Another essential best practice when it comes to more efficient running your business comes down to the difference between reactive and proactive management. Consider it from the perspective of maintenance. Why wait until something breaks down and pay for a $1500 repair when you could do preventative maintenance today for just $800?

These are the types of things you need to be thinking about, but they don’t stop there. Don’t wait until one of your drivers gets into an accident to invest in additional training. Do it now. Make an effort to understand what your drivers are doing when they think you’re not looking. Get ahead of a problem today to mitigate risk tomorrow and possibly avoid it altogether.

You Don’t Operate in a Vacuum

Another one of the most essential ways to create a more efficient business is to break down the barriers between decision makers and employees. Don’t let your staff operate in a silo, locked away from the rest of your business. Stay engaged with your employees. Ask questions about what they need to do their jobs. Ask what the phrase “working smarter, not harder” means in the context of their daily lives.
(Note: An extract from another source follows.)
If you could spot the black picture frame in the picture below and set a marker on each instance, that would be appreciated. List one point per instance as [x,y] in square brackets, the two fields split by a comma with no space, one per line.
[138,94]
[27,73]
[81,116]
In essence, stop looking at employees as line items on a balance sheet and start looking that in terms of the true pillars of your organization that they really are.

The Importance of the Long Game

Finally, planning. When it comes to creating a better and more management process, the importance of actively working to create a measurable long-term strategy is something that cannot be overstated enough. Always keep one eye fixed towards the future at all times. Renovate your work trucks for further added resale value. Use today to come up with a rock-solid method of funding the purchasing of replacement vehicles or the embracing of new technology tomorrow. Make an active effort to stay abreast of new technologies that might make your job easier, or pertinent regulatory laws and industry standards that are constantly evolving.

Above all, understand that building a more efficient fleet is not something you are able to do once and abandon. It’s a complicated process that takes time – and something that you should think about progressively on a daily basis.